Books / Digital Text
B. Speculative Demand
One of the most obvious influences on the demand for money is expectation of future changes in the exchange-value of money. Thus, suppose that, at a certain point in the future, the PPM of money is expected to drop rapidly. How the demand-for-money schedule now reacts depends on the number of people who hold this expectation and the strength with which they hold it. It also depends on the distance in the future at which the change is expected to take place. The further away in time any economic event, the more its impact will be discounted in the present by the interest rate. Whatever the degree of impact, however, an expected future fall in the PPM will tend to lower the PPM now. For an expected fall in the PPM means that present units of money are worth more than they will be in the future, in which case there will be a fall in the demand-for-money schedule as people tend to spend more money now than at the future date. A general expectation of an imminent fall in the PPM will lower the demand schedule for money now and thus tend to bring about the fall at the present moment.
Conversely, an expectation of a rise in the PPM in the near future will tend to raise the demand-for-money schedule as people decide to “hoard” (add money to their cash balance) in expectation of a future rise in the exchange-value of a unit of their money. The result will be a present rise in the PPM.
An expected fall in the PPM in the future will therefore lower the PPM now, and an expected rise will lead to a rise now. The speculative demand for money functions in the same manner as the speculative demand for any good. An anticipation of a future point speeds the adjustment of the economy toward that future point. Just as the speculative demand for a good speeded adjustment to an equilibrium position, so the anticipation of a change in the PPM speeds the market adjustment toward that position. Just as in the case of any good, furthermore, errors in this speculative anticipation are “self-correcting.” Many writers believe that in the case of money there is no such self-correction. They assert that while there may be a “real” or underlying demand for goods, money is not consumed and therefore has no such underlying demand. The PPM and the demand for money, they declare, can be explained only as a perpetual and rather meaningless cat-and-mouse race in which everyone is simply trying to anticipate everyone else's anticipations.
There is, however, a “real” or underlying demand for money. Money may not be physically consumed, but it is used, and therefore it has utility in a cash balance. Such utility amounts to more than speculation on a rise in the PPM. This is demonstrated by the fact that people do hold cash even when they anticipate a fall in the PPM. Such holdings may be reduced, but they still exist, and as we have seen, this must be so in an uncertain world.

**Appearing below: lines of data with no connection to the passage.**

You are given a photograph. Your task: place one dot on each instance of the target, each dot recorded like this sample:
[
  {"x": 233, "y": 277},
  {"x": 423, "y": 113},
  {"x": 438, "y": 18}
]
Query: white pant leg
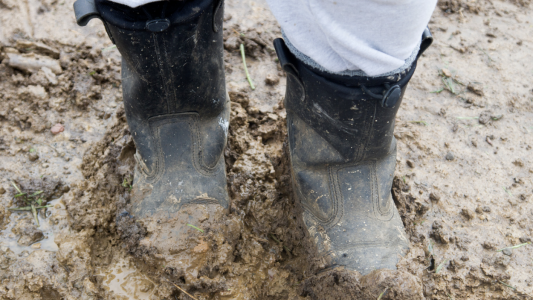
[{"x": 375, "y": 37}]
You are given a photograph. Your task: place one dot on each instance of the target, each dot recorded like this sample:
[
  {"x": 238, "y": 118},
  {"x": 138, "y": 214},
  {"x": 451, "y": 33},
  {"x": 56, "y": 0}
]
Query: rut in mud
[{"x": 463, "y": 180}]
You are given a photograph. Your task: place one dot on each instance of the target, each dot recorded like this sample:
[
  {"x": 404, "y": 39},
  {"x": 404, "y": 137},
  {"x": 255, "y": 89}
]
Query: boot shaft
[
  {"x": 355, "y": 115},
  {"x": 172, "y": 57}
]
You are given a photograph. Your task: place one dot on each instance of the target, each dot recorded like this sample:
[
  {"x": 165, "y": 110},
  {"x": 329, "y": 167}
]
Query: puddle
[
  {"x": 126, "y": 282},
  {"x": 9, "y": 239}
]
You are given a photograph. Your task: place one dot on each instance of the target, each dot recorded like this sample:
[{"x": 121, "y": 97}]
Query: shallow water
[{"x": 9, "y": 239}]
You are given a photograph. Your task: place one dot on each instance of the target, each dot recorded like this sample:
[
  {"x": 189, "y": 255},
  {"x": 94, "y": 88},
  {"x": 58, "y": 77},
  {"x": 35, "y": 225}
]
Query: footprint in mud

In fact, without willingness to hold cash, there could be no monetary-exchange economy whatever.
The speculative demand therefore anticipates the underlying nonspeculative demands, whatever their source or inspiration. Suppose, then, that there is a general anticipation of a rise in the PPM (a fall in prices) not reflected in underlying supply and demand. It is true that, at first, this general anticipation raises, ceteris paribus, the demand for money and the PPM. But this situation does not last. For now that a pseudo “equilibrium” has been reached, the speculative anticipators, who did not “really” have an increased demand for money, sell their money (buy goods) to reap their gains. But this means that the underlying demand comes to the fore, and this is less than the money stock at that PPM. The pressure of spending then lowers the PPM again to the true equilibrium point. This may be diagramed as in Figure 77.

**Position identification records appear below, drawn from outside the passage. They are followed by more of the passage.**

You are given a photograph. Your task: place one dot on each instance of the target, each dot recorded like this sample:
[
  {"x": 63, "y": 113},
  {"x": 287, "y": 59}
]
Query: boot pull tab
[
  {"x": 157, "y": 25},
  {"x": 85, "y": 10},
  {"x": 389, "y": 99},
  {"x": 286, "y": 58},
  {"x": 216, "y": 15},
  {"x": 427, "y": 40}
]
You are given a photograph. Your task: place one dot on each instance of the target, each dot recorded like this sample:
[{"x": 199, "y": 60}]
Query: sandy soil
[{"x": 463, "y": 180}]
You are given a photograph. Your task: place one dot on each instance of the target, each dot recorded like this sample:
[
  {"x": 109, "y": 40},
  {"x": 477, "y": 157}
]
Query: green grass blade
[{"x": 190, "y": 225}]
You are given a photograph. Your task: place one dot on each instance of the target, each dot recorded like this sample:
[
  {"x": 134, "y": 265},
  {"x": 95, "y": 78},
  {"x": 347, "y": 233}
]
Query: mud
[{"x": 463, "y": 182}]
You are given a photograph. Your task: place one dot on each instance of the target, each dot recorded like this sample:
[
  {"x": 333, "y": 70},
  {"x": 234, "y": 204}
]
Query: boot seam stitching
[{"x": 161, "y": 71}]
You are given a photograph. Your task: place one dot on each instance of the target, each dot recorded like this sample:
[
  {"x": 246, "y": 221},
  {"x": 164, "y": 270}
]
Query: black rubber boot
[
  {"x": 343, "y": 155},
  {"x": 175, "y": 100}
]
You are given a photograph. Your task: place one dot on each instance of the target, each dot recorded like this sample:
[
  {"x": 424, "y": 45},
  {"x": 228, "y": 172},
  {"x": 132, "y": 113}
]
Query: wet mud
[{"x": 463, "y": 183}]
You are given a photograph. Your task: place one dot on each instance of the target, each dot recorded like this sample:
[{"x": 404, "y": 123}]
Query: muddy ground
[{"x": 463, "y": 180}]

Money stock is 0S; the true or underlying money demand is DD, with true equilibrium point at A. Now suppose that the people on the market erroneously anticipate that true demand will be such in the near future that the PPM will be raised to 0E. The total demand curve for money then shifts to DsDs, the new total demand curve including the speculative demand. The PPM does shift to 0E as predicted. But now the speculators move to cash in their gain, since their true demand for money really reflects DD rather than DsDs. At the new price 0E, there is in fact an excess of money stock over quantity demanded, amounting to CF. Sellers rush to sell their stock of money and buy goods, and the PPM falls again to equilibrium. Hence, in the field of money as well as in that of specific goods, speculative anticipations are self-correcting, not “self-fulfilling.” They speed the market process of adjustment.